Many people are trying to get out of being called up for duty. Some are trying to come here to Russia and wait things out a while here, and they are right to do this because there, they are simply being sent as cannon fodder to face the bullets.
So essentially, the Foreign Legion is made up of foreigners who are fighting for your country and who are being led by your commanders. But hardly anyone would seriously try to argue that anything like that is happening in Ukraine right now. Not even Jens Stoltenberg, who is not concealing the fact that NATO is providing “practical and political support,” including assistance to the Ukrainian military.
What sort of help is this? Mostly they send military instructors. Even the Americans do not deny that they have military advisers stationed on Ukrainian soil. And they have promised to send more as well.
How should one interpret the fact that a delegation of the US Army Command has been gathering in Kiev the last few days? Political analysts in Kiev are talking about this. There is hope in their voices, because they think the Americans are on their way to help them. Another fact: the commanding general of the US army in Europe, Ben Hodges, was there. And what did he do during his stay? He chatted, handed out some medallions, and told them how to fight. Another fact: the recent video of what happened in Mariupol. What are the British wild geese doing there in Ukrainian army uniforms?

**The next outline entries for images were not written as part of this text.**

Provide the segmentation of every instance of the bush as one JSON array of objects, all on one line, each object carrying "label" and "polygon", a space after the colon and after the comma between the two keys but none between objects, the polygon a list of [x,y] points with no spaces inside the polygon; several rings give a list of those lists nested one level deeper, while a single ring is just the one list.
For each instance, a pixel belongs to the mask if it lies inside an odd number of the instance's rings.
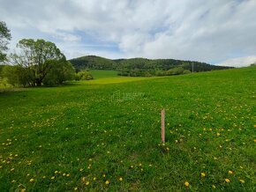
[{"label": "bush", "polygon": [[184,70],[183,71],[183,74],[190,74],[190,73],[191,73],[191,71],[189,70]]}]

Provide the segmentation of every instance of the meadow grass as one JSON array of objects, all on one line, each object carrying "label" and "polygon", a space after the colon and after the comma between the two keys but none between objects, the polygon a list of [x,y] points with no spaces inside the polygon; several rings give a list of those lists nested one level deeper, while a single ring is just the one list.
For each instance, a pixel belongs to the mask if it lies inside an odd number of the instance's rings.
[{"label": "meadow grass", "polygon": [[1,92],[0,190],[255,191],[255,74]]},{"label": "meadow grass", "polygon": [[118,77],[117,75],[118,72],[116,70],[90,70],[90,73],[95,79]]}]

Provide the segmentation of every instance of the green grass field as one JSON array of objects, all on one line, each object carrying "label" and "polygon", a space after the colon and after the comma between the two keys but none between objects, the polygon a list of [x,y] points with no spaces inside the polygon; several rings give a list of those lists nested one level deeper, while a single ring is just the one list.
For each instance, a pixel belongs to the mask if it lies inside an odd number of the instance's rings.
[{"label": "green grass field", "polygon": [[255,191],[255,74],[1,92],[0,191]]},{"label": "green grass field", "polygon": [[90,73],[94,78],[117,78],[117,71],[106,70],[90,70]]}]

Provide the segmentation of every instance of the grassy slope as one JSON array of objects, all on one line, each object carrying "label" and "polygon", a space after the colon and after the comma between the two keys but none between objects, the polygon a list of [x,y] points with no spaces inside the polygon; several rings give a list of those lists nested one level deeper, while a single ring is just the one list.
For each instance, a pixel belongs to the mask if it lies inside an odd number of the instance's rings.
[{"label": "grassy slope", "polygon": [[118,72],[115,70],[90,70],[90,73],[95,79],[118,77]]},{"label": "grassy slope", "polygon": [[[2,92],[1,191],[186,191],[184,181],[192,190],[255,191],[255,73],[245,68]],[[112,100],[117,91],[124,100]],[[165,146],[159,145],[162,107]]]}]

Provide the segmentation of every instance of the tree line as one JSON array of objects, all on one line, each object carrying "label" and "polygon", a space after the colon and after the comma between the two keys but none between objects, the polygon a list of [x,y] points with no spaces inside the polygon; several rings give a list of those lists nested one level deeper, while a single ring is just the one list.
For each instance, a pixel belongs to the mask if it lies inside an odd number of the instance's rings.
[{"label": "tree line", "polygon": [[[68,80],[92,79],[88,72],[76,73],[60,49],[44,40],[23,39],[18,53],[7,56],[11,35],[6,24],[0,22],[0,80],[15,85],[41,86],[62,85]],[[87,78],[85,78],[87,77]]]},{"label": "tree line", "polygon": [[206,63],[175,59],[117,59],[110,60],[95,55],[82,56],[70,60],[76,70],[112,70],[121,76],[169,76],[225,70],[230,67],[211,65]]}]

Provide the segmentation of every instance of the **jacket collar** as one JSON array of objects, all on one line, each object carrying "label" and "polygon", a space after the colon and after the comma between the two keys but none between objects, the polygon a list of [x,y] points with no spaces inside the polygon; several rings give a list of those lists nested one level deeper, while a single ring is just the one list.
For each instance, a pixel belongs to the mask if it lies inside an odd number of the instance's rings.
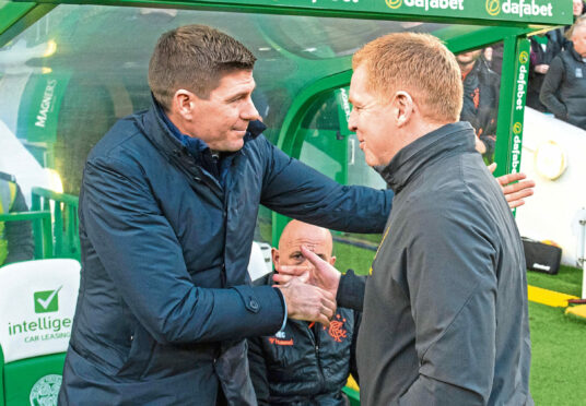
[{"label": "jacket collar", "polygon": [[446,154],[474,151],[474,130],[469,122],[446,124],[400,150],[380,176],[397,194],[422,168],[436,159]]},{"label": "jacket collar", "polygon": [[584,59],[582,58],[582,55],[579,55],[578,52],[576,52],[576,50],[574,49],[574,44],[570,43],[569,47],[567,47],[567,51],[570,52],[570,55],[572,56],[572,58],[574,58],[575,60],[577,60],[578,62],[584,62]]}]

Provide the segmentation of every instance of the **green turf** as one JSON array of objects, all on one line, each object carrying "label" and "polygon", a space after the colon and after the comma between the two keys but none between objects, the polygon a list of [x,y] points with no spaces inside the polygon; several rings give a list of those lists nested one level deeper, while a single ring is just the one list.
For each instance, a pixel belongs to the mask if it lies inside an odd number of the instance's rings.
[{"label": "green turf", "polygon": [[529,302],[530,390],[536,405],[586,404],[586,323],[563,309]]},{"label": "green turf", "polygon": [[527,283],[566,295],[582,296],[582,270],[571,266],[562,265],[558,275],[528,271]]},{"label": "green turf", "polygon": [[[374,252],[335,242],[341,271],[368,272]],[[582,271],[562,266],[558,275],[528,272],[529,285],[581,296]],[[529,302],[532,361],[530,390],[538,406],[586,405],[586,322],[563,314],[564,309]]]}]

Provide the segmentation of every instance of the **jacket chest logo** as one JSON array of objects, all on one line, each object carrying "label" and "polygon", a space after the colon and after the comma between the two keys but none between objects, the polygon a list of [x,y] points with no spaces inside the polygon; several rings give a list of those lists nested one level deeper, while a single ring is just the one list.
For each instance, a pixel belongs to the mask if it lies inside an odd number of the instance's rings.
[{"label": "jacket chest logo", "polygon": [[[344,329],[345,319],[342,319],[340,314],[336,314],[336,320],[330,322],[328,334],[336,343],[341,343],[348,337],[348,330]],[[326,330],[326,327],[324,327]]]},{"label": "jacket chest logo", "polygon": [[269,343],[274,345],[293,345],[293,338],[291,339],[280,339],[277,337],[269,337]]}]

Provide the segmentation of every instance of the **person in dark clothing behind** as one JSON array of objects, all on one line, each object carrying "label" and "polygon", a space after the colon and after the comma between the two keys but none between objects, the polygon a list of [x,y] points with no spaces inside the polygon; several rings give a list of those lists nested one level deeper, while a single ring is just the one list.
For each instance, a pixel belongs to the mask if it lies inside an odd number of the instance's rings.
[{"label": "person in dark clothing behind", "polygon": [[496,116],[501,79],[480,58],[481,49],[456,56],[464,82],[464,104],[460,120],[468,121],[476,130],[476,147],[489,162],[494,159],[496,143]]},{"label": "person in dark clothing behind", "polygon": [[[0,172],[0,214],[28,212],[21,187]],[[32,260],[35,252],[31,222],[0,222],[0,266]]]},{"label": "person in dark clothing behind", "polygon": [[539,98],[556,118],[586,130],[586,16],[567,36],[572,45],[551,62]]},{"label": "person in dark clothing behind", "polygon": [[[366,44],[352,68],[349,128],[395,191],[366,279],[361,405],[534,405],[523,244],[473,129],[457,122],[454,55],[431,35],[398,33]],[[338,306],[360,304],[360,294],[339,295],[353,273],[302,254]]]},{"label": "person in dark clothing behind", "polygon": [[561,33],[552,29],[544,34],[530,37],[531,58],[529,63],[529,84],[527,86],[527,106],[546,112],[547,107],[539,100],[543,80],[551,61],[562,51]]},{"label": "person in dark clothing behind", "polygon": [[[309,263],[305,246],[333,265],[331,234],[321,227],[292,220],[283,229],[279,249],[272,249],[274,268]],[[308,283],[313,280],[308,267]],[[272,282],[272,280],[271,280]],[[338,307],[329,327],[290,320],[282,332],[248,339],[248,362],[258,404],[303,406],[348,404],[342,393],[349,373],[358,380],[355,343],[360,312]]]}]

“NATO members are providing Kiev with equipment and gear, and usually no one is trying to hide it. What’s more, the military equipment headed for Ukraine is of Soviet origin. Back in the summer it was announced that NATO had arranged for regular shipments of equipment from Eastern Europe. Officially, all those supplies had been written off the balance sheets long ago, so it’s no financial
sacrifice for NATO. In addition, one should not underestimate the fact that the member states of the alliance actively share intelligence with the Ukrainians. The US, for example, carefully monitors the situation in the Donbass using satellites, and shares this information with Kiev. In this sense, of course, the Ukrainian army is fighting in alliance with the NATO bloc,” notes Igor Korotchenko, editor-in-chief of the journal National Defense.
This is not a new approach – it has been used many times before. “NATO has tried out various models of foreign military forces. There was Georgia, where NATO directly equipped and trained the Georgian army, which turned out to be unfit for combat. There was Afghanistan, where the US and NATO created a “militia” that’s really a semi-criminal organization that terrorizes the local population. And now in Ukraine, we’re seeing a combination of those two models,” claims Alexei Mukhin, the general director of the Center for Political Information.
As usual, NATO claims to be acting out of concern for the future of this “young democracy,” but it isn’t having too much success hiding the true motives behind its actions. After all, the alliance hardly needs to employ foreign legions for a local war in the Donbass. NATO’s goal is to inch up as close as possible to Russia – and that’s been true for a long time. “Ukraine is pretty much following the same path as Georgia. We all know that for many years NATO soldiers trained Georgian soldiers, and the reason why became clear in August 2008. NATO encouraged the Georgian troops at that time, tantalizing the country with vague allusions to membership in the alliance. However, after the failure of the “Georgian operation” near Tskhinvali, it quickly reevaluated its plans. After seeing the ineptitude of the Georgian army and watching its defeats in battle, NATO did not want to accept the country.
Now NATO is vocally awaiting Ukraine with its arms open wide. But as soon as the alliance’s legion fails in its mission in the Donbass, all NATO promises will be certainly forgotten.